Tissue-dependent variations in DNA concentration, such as differences in nuDNA/mtDNA content among different insect tissues, may also be considered when selecting a body part to sample. High rates of nuDNA are desirable when WGS is performed, as sequencing excessive amounts of mtDNA increases sequencing effort and hence costs without providing additional information on the nuclear genome. Our results show low amounts of mtDNA relative to nuDNA in wings and legs, adding to the desirability of legs as sampling tissue for WGS projects. The nuDNA/mtDNA ratio is about seven-fold higher in legs compared to thoraxes, meaning a seven-fold lower loss of reads to mtDNA when using legs for WGS instead of thoraxes. The low amount of mtDNA in legs and wings may be explained by the fact that they don’t contain large amounts of muscles, but instead their cavities are filled with nuclei-containing haemolymph and connective tissue59. Thoraxes on the other hand had the highest amounts of mtDNA. In butterflies, the muscles for wing movement are located in the thorax59, and the need to maintaining high metabolic rates over extended periods of time results in a higher concentration of mitochondria in thorax tissues than in other sections of the body60. However, despite the strong differences in nuDNA/mtDNA ratio between tissue types, this difference plays a rather minor role in molecular practice, as the number of bases “lost” to the mtDNA, is only about 0.7% across different body parts.

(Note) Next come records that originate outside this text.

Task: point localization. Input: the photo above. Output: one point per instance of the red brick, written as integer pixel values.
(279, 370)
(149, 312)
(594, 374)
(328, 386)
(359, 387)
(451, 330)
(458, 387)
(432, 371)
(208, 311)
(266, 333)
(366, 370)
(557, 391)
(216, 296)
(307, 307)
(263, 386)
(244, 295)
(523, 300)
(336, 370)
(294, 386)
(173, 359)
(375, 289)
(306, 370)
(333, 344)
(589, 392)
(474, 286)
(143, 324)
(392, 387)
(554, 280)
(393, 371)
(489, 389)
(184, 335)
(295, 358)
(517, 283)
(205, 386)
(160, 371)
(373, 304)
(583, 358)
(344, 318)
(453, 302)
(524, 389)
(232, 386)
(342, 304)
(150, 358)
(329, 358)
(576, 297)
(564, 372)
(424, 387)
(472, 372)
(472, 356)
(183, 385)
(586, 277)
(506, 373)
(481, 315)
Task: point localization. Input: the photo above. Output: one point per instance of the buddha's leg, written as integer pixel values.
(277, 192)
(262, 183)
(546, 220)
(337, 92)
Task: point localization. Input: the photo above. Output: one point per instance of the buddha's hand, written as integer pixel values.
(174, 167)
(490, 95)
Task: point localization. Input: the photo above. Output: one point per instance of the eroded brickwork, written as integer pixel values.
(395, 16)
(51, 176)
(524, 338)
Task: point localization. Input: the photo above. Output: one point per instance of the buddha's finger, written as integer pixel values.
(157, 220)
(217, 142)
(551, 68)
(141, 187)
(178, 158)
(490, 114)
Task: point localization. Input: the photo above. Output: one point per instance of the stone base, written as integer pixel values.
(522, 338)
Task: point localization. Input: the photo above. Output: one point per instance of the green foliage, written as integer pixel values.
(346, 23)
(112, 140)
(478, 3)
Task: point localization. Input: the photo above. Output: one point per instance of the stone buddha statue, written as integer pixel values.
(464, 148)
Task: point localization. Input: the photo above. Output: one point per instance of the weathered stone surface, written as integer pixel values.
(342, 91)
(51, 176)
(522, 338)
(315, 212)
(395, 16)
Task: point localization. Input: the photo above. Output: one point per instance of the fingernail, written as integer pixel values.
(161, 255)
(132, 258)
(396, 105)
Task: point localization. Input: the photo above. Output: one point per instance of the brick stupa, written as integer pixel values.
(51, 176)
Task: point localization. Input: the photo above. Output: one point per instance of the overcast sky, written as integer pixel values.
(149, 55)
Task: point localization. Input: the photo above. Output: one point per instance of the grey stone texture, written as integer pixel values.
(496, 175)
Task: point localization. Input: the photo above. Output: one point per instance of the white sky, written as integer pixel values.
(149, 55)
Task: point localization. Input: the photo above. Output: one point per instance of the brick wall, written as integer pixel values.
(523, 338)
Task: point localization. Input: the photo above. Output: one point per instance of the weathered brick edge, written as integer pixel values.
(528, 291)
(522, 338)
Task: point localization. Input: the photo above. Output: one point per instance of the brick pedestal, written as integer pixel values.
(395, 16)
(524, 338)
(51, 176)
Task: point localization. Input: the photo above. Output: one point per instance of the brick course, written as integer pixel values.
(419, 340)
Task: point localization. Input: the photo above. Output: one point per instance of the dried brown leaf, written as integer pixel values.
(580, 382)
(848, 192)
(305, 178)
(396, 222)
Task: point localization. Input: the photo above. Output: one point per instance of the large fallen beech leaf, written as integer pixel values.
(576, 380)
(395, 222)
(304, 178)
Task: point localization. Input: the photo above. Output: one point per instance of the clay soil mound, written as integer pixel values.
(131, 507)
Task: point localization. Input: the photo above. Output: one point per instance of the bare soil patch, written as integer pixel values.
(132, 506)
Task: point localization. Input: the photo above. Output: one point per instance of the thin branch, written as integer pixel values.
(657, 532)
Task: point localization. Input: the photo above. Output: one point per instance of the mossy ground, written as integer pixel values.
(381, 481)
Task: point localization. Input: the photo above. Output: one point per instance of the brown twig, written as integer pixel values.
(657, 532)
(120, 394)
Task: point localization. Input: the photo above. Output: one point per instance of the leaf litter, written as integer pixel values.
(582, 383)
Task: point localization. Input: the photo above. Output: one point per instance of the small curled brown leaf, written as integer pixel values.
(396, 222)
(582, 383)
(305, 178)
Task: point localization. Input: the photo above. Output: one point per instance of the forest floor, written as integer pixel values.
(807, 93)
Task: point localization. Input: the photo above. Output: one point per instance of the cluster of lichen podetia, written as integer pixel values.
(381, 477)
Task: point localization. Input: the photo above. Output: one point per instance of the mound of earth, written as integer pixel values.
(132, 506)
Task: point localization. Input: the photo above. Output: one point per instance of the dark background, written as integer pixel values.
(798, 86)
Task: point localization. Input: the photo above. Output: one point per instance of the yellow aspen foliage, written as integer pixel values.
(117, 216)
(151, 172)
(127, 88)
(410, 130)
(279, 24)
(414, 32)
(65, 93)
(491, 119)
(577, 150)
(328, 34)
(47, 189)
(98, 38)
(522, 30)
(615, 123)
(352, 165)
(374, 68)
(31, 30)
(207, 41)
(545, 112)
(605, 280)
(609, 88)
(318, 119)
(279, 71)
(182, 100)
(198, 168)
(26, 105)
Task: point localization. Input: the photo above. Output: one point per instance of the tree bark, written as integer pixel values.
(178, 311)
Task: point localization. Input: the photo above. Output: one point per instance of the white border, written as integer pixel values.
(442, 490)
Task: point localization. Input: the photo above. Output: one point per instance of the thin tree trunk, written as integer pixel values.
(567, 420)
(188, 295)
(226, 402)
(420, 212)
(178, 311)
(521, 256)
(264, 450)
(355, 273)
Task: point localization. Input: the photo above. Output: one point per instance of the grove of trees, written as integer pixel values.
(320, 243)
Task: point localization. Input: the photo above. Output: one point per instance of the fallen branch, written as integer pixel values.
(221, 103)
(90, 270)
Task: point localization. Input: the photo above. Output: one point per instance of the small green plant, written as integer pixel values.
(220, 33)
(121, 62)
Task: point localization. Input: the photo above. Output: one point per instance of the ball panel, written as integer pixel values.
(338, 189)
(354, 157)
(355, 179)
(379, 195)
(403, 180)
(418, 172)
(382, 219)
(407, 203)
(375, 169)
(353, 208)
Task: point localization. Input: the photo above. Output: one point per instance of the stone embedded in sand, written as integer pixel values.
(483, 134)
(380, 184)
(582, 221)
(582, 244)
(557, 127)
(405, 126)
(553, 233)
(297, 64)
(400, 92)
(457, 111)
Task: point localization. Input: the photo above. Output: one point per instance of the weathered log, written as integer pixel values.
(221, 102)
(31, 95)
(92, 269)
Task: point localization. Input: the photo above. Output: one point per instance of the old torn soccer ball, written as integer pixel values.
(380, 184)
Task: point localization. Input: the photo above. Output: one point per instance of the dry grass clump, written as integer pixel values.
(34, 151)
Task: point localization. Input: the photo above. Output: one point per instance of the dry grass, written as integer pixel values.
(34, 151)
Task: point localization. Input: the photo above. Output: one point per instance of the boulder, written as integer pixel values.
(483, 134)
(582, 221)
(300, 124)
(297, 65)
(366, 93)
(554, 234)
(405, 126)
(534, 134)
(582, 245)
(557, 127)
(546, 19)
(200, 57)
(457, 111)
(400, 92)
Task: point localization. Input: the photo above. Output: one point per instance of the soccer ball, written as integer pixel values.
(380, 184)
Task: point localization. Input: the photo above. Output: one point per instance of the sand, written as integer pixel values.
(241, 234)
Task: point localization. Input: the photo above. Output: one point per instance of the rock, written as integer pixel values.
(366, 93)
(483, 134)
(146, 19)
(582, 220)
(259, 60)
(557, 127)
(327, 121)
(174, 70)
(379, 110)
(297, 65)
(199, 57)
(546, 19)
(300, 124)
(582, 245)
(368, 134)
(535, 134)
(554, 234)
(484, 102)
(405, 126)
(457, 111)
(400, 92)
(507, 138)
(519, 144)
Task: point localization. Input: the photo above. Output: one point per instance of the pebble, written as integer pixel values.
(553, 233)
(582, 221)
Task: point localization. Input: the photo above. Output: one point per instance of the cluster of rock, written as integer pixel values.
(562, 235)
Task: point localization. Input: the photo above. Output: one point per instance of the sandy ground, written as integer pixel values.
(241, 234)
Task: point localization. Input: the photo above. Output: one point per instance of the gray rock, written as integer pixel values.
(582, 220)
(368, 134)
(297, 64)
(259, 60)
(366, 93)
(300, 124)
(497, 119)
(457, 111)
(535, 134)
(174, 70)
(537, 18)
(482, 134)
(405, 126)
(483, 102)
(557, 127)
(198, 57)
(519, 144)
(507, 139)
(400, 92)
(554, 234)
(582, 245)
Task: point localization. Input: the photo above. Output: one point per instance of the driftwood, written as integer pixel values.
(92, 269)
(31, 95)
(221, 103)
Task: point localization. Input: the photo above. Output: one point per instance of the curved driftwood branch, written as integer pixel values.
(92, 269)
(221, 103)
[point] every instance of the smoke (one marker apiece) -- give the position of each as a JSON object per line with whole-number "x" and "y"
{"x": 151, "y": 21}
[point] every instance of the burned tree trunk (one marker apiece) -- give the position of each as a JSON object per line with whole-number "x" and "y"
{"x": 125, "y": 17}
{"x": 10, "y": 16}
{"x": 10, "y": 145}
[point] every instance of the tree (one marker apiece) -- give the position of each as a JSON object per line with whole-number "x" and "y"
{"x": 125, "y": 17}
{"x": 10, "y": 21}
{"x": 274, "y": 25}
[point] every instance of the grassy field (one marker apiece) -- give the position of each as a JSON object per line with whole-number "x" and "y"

Our optimised extraction method, applied to a single leg cut or broken from the specimen, provides a practical approach to minimise damage while obtaining sufficient DNA for downstream WGS analyses. The amount of useful data generated for genetic diversity estimations is remarkable considering the little involved input provided by a low-mass body part as is the butterfly leg. The combination of a high-chitinous tissue with a hDNA extraction buffer that effectively dissolves polysaccharides likely ensured the retrieval of hDNA with minimum input material and low losses to mtDNA sequencing. The use of this minimally invasive extraction method can have a significant impact on the genetic analysis of valuable collection specimens and provide critical insights into their evolutionary history without compromising the integrity of the specimen. Nonetheless, further studies are necessary to assess the applicability of our method to additional taxa and specimen types within and beyond Lepidoptera. The fact that our method worked as satisfactory with such minimal starting material and a common tissue type among most insect species—a single leg—suggests that it will likely work well with a variety of pinned specimens since legs of butterflies follow a relatively standard structure and composition when it comes to insect anatomy.